Weinstock J. A review of exercise as intervention for sedentary hazardous drinking college students: Rationale and issues. (review). Journal of American College Health 58(6): 539-544, 2010. (76 refs.)

College students have high rates of alcohol problems despite a number of intervention initiatives designed to reduce alcohol use. Substance use, including heavy drinking, often occurs at the expense of other, substance-free, activities. This review examines the promotion of one specific substance-free activity exercise as an intervention for hazardous drinking. Exercise has numerous physical and mental health benefits, and data suggest that students who engage in exercise regularly are less likely to drink heavily. However, the adherence to exercise necessary to achieve these benefits and possibly reduce drinking is poor, and improved exercise adherence interventions are needed. A novel combination of motivational enhancement therapy and contingency management is discussed as a means to address the critical issue of exercise adherence.
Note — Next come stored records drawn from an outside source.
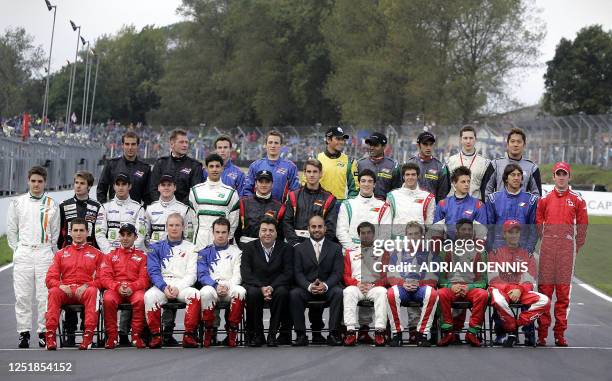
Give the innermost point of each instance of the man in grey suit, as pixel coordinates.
(318, 269)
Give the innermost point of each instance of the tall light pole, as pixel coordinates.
(72, 79)
(93, 96)
(46, 101)
(83, 115)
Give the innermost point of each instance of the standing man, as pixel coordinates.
(562, 222)
(338, 169)
(219, 274)
(408, 203)
(232, 175)
(211, 200)
(461, 204)
(172, 268)
(363, 208)
(309, 200)
(468, 157)
(187, 171)
(318, 270)
(81, 206)
(125, 278)
(32, 229)
(118, 211)
(433, 175)
(364, 282)
(138, 171)
(157, 213)
(267, 274)
(260, 205)
(71, 279)
(386, 170)
(284, 172)
(493, 178)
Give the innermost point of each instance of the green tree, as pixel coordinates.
(579, 77)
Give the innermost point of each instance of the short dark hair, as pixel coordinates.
(132, 135)
(37, 170)
(408, 166)
(366, 224)
(79, 221)
(467, 127)
(85, 175)
(509, 169)
(222, 138)
(274, 133)
(176, 132)
(268, 221)
(516, 131)
(213, 157)
(366, 172)
(315, 163)
(460, 171)
(221, 221)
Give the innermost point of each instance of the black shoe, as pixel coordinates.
(170, 341)
(421, 340)
(396, 340)
(124, 341)
(69, 341)
(284, 339)
(318, 339)
(334, 339)
(301, 340)
(272, 341)
(509, 342)
(24, 339)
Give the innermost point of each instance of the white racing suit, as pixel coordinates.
(110, 218)
(211, 200)
(33, 226)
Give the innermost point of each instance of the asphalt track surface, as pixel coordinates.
(589, 358)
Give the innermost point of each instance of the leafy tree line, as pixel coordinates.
(276, 62)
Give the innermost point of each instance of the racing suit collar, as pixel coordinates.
(166, 204)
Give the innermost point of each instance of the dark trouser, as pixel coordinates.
(300, 298)
(255, 306)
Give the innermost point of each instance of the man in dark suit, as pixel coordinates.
(267, 273)
(318, 269)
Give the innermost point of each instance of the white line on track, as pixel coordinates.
(6, 267)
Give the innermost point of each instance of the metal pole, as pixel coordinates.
(93, 96)
(85, 84)
(76, 55)
(46, 102)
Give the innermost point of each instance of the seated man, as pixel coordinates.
(70, 280)
(267, 274)
(318, 269)
(463, 282)
(125, 278)
(172, 267)
(413, 286)
(515, 287)
(219, 274)
(364, 282)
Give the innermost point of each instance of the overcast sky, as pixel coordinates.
(563, 18)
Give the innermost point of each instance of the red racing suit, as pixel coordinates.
(501, 283)
(129, 267)
(562, 221)
(74, 266)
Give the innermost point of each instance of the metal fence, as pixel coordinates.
(60, 160)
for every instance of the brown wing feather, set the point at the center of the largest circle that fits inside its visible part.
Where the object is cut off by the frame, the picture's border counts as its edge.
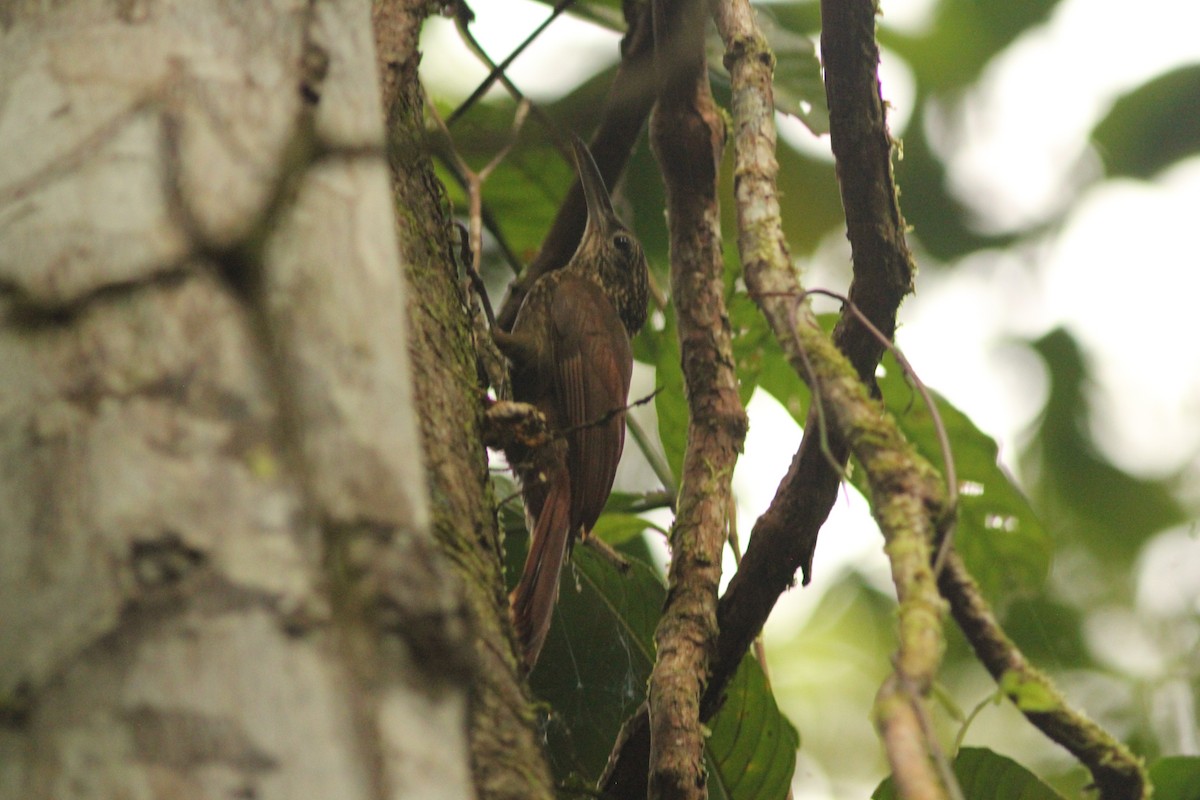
(593, 364)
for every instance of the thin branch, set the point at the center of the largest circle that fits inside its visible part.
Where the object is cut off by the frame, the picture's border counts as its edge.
(905, 491)
(498, 70)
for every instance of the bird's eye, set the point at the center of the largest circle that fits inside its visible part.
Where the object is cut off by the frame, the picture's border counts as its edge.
(624, 244)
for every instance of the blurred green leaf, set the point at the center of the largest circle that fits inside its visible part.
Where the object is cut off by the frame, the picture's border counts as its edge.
(597, 661)
(1027, 695)
(605, 13)
(1176, 777)
(593, 669)
(999, 535)
(987, 775)
(753, 746)
(1085, 498)
(619, 528)
(1145, 131)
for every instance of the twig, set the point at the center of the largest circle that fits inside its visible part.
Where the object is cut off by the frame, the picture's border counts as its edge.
(687, 134)
(1116, 773)
(498, 71)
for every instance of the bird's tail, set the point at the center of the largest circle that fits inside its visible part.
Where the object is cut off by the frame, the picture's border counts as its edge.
(533, 600)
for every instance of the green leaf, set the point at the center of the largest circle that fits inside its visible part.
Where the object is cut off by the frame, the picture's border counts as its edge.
(751, 750)
(999, 535)
(1144, 134)
(1029, 695)
(1176, 777)
(605, 13)
(594, 669)
(619, 528)
(987, 775)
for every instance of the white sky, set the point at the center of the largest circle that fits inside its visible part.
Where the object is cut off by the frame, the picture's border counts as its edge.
(1122, 272)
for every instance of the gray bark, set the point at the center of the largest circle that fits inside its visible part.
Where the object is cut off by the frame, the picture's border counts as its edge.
(216, 570)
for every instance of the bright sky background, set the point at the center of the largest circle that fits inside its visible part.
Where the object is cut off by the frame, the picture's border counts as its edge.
(1122, 274)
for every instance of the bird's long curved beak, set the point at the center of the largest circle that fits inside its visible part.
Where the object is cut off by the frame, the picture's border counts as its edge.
(600, 212)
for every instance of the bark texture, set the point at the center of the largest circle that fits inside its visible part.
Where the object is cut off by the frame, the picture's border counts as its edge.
(507, 757)
(688, 134)
(217, 575)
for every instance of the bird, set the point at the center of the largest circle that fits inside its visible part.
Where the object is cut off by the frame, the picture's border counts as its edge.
(571, 359)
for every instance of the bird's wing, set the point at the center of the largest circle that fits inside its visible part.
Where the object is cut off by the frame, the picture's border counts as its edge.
(593, 364)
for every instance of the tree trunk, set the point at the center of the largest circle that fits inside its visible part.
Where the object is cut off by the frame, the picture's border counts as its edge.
(219, 572)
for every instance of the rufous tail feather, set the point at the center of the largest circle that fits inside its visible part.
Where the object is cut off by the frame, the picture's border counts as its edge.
(533, 600)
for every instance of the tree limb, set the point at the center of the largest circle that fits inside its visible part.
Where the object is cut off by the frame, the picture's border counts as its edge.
(687, 133)
(1116, 773)
(906, 494)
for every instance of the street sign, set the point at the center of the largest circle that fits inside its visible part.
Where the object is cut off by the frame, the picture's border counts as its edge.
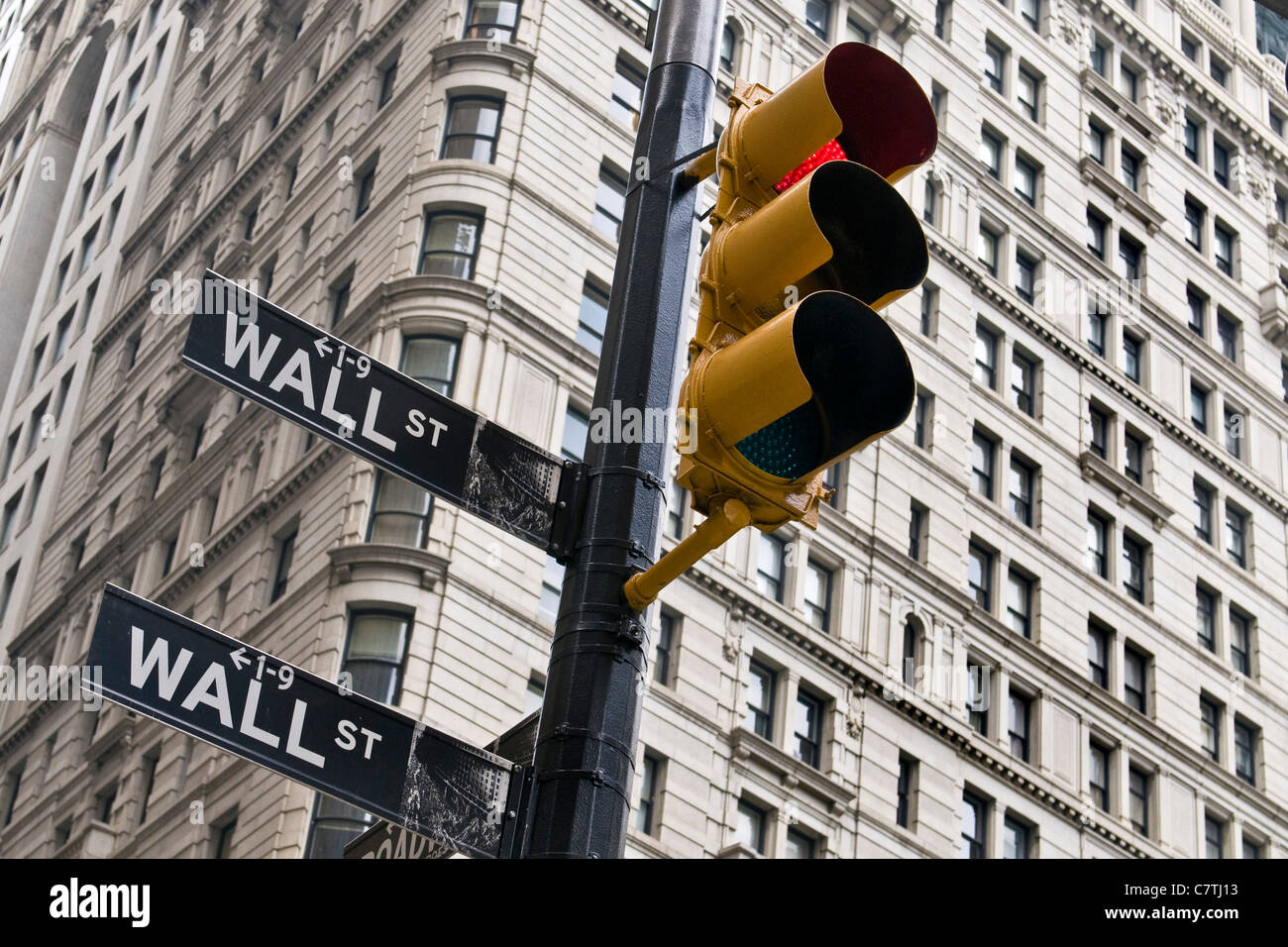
(323, 384)
(386, 840)
(313, 731)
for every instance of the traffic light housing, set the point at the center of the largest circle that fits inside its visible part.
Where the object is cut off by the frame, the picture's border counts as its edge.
(791, 367)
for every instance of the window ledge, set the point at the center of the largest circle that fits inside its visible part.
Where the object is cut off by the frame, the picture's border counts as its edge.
(426, 567)
(1124, 196)
(1094, 468)
(516, 59)
(747, 745)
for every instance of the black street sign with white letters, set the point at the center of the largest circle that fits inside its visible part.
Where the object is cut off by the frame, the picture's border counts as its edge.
(295, 723)
(314, 379)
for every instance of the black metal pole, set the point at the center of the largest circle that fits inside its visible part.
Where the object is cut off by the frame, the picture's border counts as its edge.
(585, 757)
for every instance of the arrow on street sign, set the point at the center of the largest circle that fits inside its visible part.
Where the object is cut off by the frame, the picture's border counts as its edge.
(321, 382)
(313, 731)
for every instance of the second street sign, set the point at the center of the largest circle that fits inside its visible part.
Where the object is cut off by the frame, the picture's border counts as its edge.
(318, 381)
(295, 723)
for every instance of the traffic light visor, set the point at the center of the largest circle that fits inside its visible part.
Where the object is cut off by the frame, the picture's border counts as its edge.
(809, 386)
(855, 94)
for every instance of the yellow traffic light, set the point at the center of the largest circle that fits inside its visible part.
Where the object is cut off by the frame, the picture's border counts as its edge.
(791, 367)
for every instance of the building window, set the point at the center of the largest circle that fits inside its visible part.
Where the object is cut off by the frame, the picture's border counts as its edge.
(1099, 432)
(399, 513)
(648, 793)
(1019, 603)
(1098, 655)
(1197, 303)
(1234, 432)
(1019, 725)
(592, 317)
(1133, 678)
(990, 241)
(1128, 167)
(809, 729)
(1132, 357)
(760, 699)
(977, 697)
(1016, 839)
(375, 654)
(982, 464)
(473, 127)
(751, 827)
(728, 48)
(772, 566)
(282, 574)
(1133, 567)
(1244, 753)
(1096, 140)
(980, 577)
(1137, 789)
(492, 20)
(991, 153)
(1128, 81)
(1223, 244)
(1214, 836)
(1129, 253)
(664, 663)
(1222, 163)
(799, 845)
(905, 789)
(1022, 476)
(995, 64)
(1029, 91)
(1026, 180)
(1192, 140)
(930, 313)
(918, 530)
(450, 245)
(1133, 463)
(1240, 642)
(818, 594)
(818, 17)
(974, 814)
(627, 95)
(1024, 371)
(986, 356)
(366, 187)
(1098, 780)
(609, 202)
(1098, 544)
(1025, 275)
(387, 81)
(1096, 230)
(1235, 535)
(1206, 617)
(923, 419)
(1228, 335)
(1210, 728)
(1198, 407)
(1194, 224)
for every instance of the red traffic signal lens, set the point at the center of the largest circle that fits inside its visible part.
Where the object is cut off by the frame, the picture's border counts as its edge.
(832, 151)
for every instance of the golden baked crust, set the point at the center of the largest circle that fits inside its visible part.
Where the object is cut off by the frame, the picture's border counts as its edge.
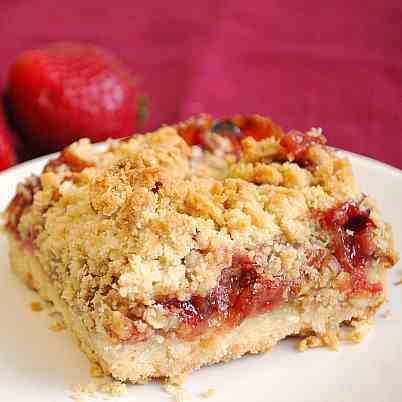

Copyright 2010, Heldref Publications


West R. 'Payments by results' and smoking cessation support. (editorial). Addiction 106(10): 1730-1731, 2011. (4 refs.)

West R; Evans A; Michie S. Behavior change techniques used in group-based behavioral support by the English stop-smoking services and preliminary assessment of association with short-term quit outcomes. Nicotine & Tobacco Research 13(12): 1316-1320, 2011. (15 refs.)

Objective: To develop a reliable coding scheme for components of group-based behavioral support for smoking cessation, to establish the frequency of inclusion in English Stop-Smoking Service (SSS) treatment manuals of specific components, and to investigate the associations between inclusion of behavior change techniques (BCTs) and service success rates. Methods: A taxonomy of BCTs specific to group-based behavioral support was developed and reliability of use assessed. All English SSSs (n = 145) were contacted to request their group-support treatment manuals. BCTs included in the manuals were identified using this taxonomy. Associations between inclusion of specific BCTs and short-term (4-week) self-reported quit outcomes were assessed. Results: Fourteen group-support BCTs were identified with >90% agreement between coders. One hundred and seven services responded to the request for group-support manuals of which 30 had suitable documents. On average, 7 BCTs were included in each manual. Two were positively associated with 4-week quit rates: "communicate group member identities" and a "betting game" (a financial deposit that is lost if a stop-smoking "buddy" relapses). Conclusion: It is possible to reliably code group-specific BCTs for smoking cessation. Fourteen such techniques are present in guideline documents of which 2 appear to be associated with higher short-term self-reported quit rates when included in treatment manuals of English SSSs.

Copyright 2011, Oxford University Press


Winstanley EL; Bigelow GE; Silverman K; Johnson RE; Strain EC. A randomized controlled trial of fluoxetine in the treatment of cocaine dependence among methadone-maintained patients. Journal of Substance Abuse Treatment 40(3): 255-264, 2011. (31 refs.)

Background: Cocaine abuse and dependence continue to be widespread. Currently, there are no pharmacotherapies shown to be effective in the treatment of cocaine dependence. Methods: A 33-week outpatient clinical trial of fluoxetine (60 mg/day, po) for cocaine dependence that incorporated abstinence-contingent voucher incentives was conducted. Participants (N = 145) were both cocaine and opioid dependent and treated with methadone. A stratified randomization procedure assigned subjects to one of four conditions: fluoxetine plus voucher incentives (FV), placebo plus voucher incentives (PV), fluoxetine without vouchers (F), and placebo without vouchers (P). Dosing of fluoxetine/placebo was double blind. Primary outcomes were treatment retention and cocaine use based on thrice-weekly urine testing. Results: The PV group had the longest treatment retention (M = 165 days) and lowest probability of cocaine use. The adjusted predicted probabilities of cocaine use were 65% in the P group, 60% in the F group, 56% in the FV group, and 31% in the PV group. Conclusions: Fluoxetinc was not efficacious in reducing cocaine use in patients dually dependent on cocaine and opioids.